Another invention described in this description relates to a method for producing a composition containing mature chondrocyte and the conditioned medium. The composition is used for a transplantation for a cartilage regeneration. The composition is used for a pinnaplasty, an external ear canal construction, a rhinoplasty, a mandibular construction, a hard tissue depression construction operation of cheekbones, a hard tissue depression construction operation of skull, a hard tissue depression construction operation of trachea, funnel chest, or the like.

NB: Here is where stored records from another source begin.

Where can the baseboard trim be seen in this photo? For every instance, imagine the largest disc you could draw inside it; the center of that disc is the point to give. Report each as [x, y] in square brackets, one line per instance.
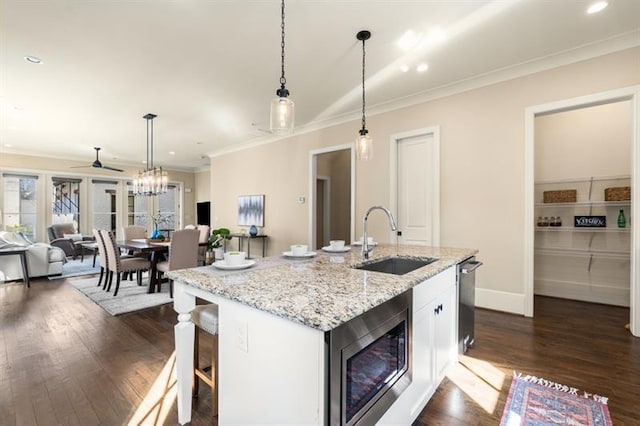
[500, 301]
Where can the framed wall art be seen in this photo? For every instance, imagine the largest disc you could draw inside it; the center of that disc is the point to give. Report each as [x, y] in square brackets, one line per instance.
[251, 210]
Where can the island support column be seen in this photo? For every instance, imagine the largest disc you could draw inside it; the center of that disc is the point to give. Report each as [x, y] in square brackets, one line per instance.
[183, 304]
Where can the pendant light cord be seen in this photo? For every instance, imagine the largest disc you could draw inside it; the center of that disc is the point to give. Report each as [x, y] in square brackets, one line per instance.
[364, 121]
[283, 80]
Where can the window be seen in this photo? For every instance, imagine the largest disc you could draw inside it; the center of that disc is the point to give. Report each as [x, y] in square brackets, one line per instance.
[104, 204]
[20, 204]
[66, 201]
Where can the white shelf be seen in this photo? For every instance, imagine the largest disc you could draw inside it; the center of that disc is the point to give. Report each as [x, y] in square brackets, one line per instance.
[612, 254]
[582, 180]
[587, 204]
[574, 229]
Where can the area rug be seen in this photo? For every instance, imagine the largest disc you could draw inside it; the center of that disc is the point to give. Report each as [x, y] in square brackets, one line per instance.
[534, 401]
[130, 298]
[76, 268]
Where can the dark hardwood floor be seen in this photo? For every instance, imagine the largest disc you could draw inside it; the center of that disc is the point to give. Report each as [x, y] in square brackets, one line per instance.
[65, 361]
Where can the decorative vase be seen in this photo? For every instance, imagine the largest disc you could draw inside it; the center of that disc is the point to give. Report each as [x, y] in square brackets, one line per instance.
[218, 253]
[156, 233]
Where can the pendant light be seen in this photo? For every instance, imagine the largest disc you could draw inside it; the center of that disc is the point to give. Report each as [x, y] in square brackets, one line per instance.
[151, 181]
[282, 108]
[364, 143]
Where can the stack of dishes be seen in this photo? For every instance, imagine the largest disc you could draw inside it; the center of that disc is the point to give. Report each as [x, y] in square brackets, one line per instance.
[234, 260]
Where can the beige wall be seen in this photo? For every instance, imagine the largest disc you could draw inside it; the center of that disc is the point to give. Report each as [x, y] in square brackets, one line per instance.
[482, 165]
[61, 167]
[202, 186]
[586, 142]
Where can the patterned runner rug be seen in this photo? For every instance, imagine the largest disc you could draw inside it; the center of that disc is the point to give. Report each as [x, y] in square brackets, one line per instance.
[534, 401]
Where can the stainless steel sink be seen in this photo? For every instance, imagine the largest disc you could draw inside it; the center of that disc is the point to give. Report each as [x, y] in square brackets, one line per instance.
[396, 265]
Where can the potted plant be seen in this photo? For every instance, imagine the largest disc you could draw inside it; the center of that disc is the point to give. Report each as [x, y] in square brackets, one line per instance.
[216, 239]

The chondrocyte culturing step is a step of culturing cells from the cartilage using the first culture medium to obtain a mature chondrocyte. In the chondrocyte culturing step, a collected cells from cartilages may be directly cultured (after cleaning). The chondrocyte culturing step may be a step of culturing from a cut micro cartilage, or may be a step of culturing cells from shredded and filtered micro cartilage. The following description is based on the step of culturing cells from the shredded and filtered micro cartilage.
The first culture medium is a medium containing hydrocortisone and FGF-2. This medium may contain any or both of an autoserum and FBS. The first culture medium is preferably a medium containing an autoserum, hydrocortisone, and FGF-2 or a medium containing FBS, hydrocortisone, and FGF-2.

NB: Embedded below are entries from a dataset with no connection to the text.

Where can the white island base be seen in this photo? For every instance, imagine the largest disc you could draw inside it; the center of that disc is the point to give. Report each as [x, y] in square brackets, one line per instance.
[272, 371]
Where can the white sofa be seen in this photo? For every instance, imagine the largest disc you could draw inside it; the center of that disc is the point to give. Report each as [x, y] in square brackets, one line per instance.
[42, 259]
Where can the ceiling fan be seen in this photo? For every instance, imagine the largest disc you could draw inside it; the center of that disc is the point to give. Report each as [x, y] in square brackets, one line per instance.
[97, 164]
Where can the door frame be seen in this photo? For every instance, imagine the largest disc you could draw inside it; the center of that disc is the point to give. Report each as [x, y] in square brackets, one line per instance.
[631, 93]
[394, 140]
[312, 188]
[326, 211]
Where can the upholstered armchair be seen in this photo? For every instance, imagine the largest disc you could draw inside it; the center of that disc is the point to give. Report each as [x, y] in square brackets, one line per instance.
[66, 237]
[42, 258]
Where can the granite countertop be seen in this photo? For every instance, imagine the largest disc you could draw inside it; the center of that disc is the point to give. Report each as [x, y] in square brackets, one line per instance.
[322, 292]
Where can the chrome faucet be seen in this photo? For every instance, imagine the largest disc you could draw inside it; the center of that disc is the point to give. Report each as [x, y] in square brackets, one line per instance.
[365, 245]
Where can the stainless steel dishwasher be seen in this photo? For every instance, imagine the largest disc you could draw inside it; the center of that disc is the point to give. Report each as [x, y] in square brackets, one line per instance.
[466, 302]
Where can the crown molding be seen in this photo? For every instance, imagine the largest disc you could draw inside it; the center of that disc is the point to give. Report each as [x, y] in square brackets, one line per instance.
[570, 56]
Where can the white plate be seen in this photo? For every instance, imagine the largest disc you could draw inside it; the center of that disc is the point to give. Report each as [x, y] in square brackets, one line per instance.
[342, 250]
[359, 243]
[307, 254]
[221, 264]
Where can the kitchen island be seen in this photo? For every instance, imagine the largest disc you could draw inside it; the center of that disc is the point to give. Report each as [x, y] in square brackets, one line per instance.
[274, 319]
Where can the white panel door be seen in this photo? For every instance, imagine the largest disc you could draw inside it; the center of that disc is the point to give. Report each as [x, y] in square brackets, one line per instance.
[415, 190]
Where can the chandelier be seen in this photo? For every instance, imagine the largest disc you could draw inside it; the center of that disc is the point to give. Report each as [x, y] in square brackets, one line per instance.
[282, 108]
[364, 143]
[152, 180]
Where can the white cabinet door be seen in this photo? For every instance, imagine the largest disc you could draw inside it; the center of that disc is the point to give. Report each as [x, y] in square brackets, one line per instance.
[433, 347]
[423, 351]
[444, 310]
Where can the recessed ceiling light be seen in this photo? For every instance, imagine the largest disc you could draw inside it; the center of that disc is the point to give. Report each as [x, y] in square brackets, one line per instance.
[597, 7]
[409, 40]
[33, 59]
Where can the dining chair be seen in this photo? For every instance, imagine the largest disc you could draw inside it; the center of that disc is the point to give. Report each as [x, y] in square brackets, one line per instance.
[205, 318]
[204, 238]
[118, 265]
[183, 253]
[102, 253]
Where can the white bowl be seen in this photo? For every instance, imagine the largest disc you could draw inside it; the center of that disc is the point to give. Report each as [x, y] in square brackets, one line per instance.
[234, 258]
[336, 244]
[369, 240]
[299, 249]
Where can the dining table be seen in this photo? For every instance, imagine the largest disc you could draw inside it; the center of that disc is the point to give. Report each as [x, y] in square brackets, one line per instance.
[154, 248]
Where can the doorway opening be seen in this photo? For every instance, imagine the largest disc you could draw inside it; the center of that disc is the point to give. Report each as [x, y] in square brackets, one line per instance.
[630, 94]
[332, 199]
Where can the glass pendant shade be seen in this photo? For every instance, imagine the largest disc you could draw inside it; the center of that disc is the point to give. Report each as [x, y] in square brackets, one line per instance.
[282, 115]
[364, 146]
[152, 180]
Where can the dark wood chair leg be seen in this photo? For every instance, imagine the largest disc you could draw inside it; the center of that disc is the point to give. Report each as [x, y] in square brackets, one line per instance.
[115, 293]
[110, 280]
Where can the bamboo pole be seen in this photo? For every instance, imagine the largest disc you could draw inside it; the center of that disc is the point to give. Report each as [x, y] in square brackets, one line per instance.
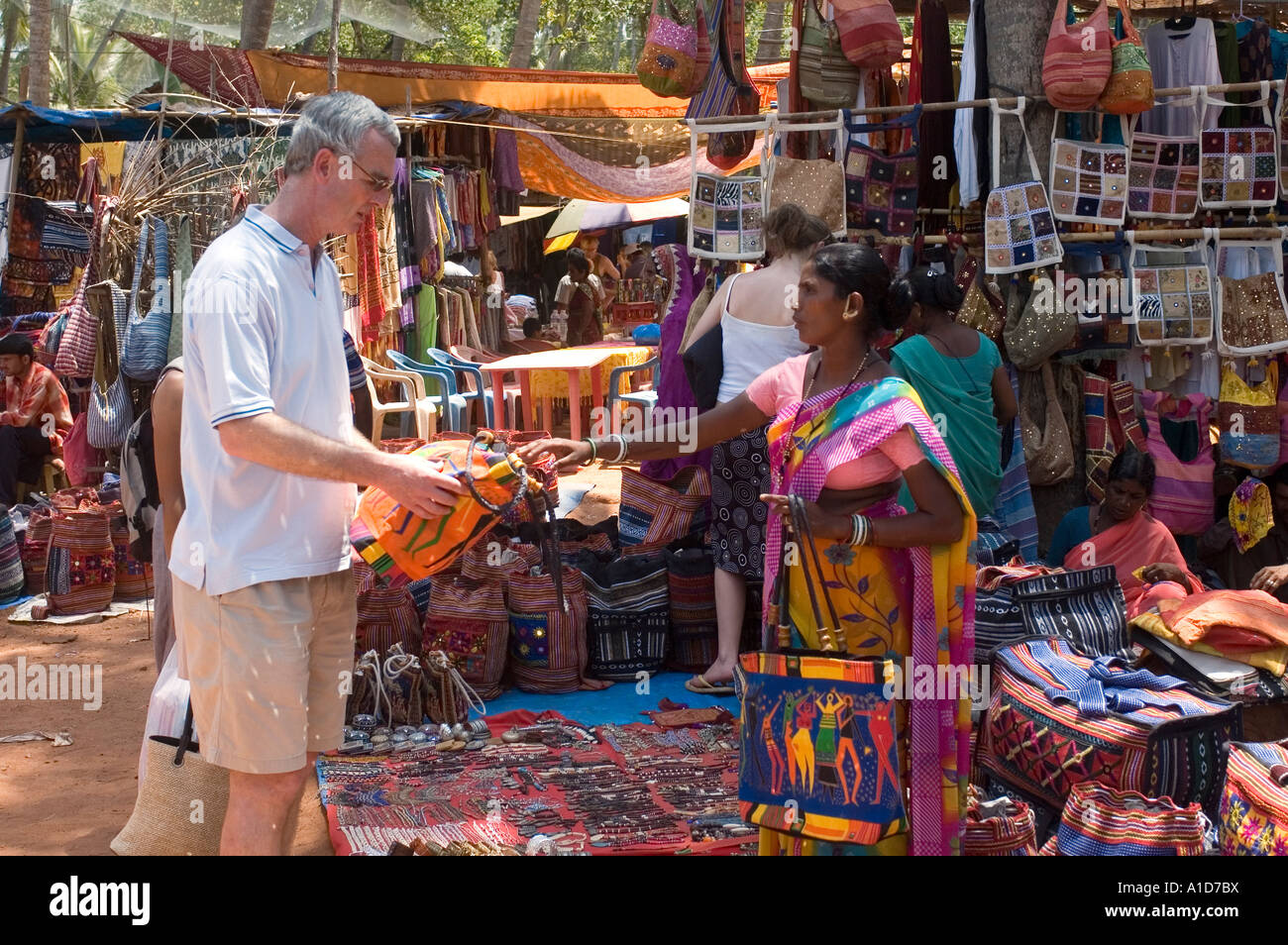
[1115, 236]
[973, 103]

For the medium, it is only necessary to add a required component to a basic medium as necessary. Examples of the basic medium include α-MEM medium, Eagle basic medium, and DMEM. As a reagent, it is only necessary to add publicly known one used for the medium as necessary. Examples of the reagent include fetal bovine serum (FBS), hydrocortisone (HC), FGF2, insulin-like growth factor (IGF), insulin, platelet derived growth factor (PDGF), adenocorticotropic hormone (ACTH), leukemia inhibitor factor (LIF), TGFβ, BMP, steroid, chondroitin sulfate, soybean trypsin inhibitor, ascorbic acid, hyaluronic acid, proline, dexamethasone, insulin, transferrin, and selenious acid. When ascorbic acid or the like is added to the medium, one having a salt form, such as diphosphate, may be used. Each of them may be added to the medium so as to be 0.1 ng/ml or more and 20 μg/mL or less (or 0.2 ng/ml or more and 10 μg/mL or less). It is only necessary to add them with an appropriate adjustment depending on a degree of purification and the required amount. The autoserum may be added instead of FBS. A serum-free medium may be used. In any case, HC (hydrocortisone) and FGF-2 are preferably added to the medium.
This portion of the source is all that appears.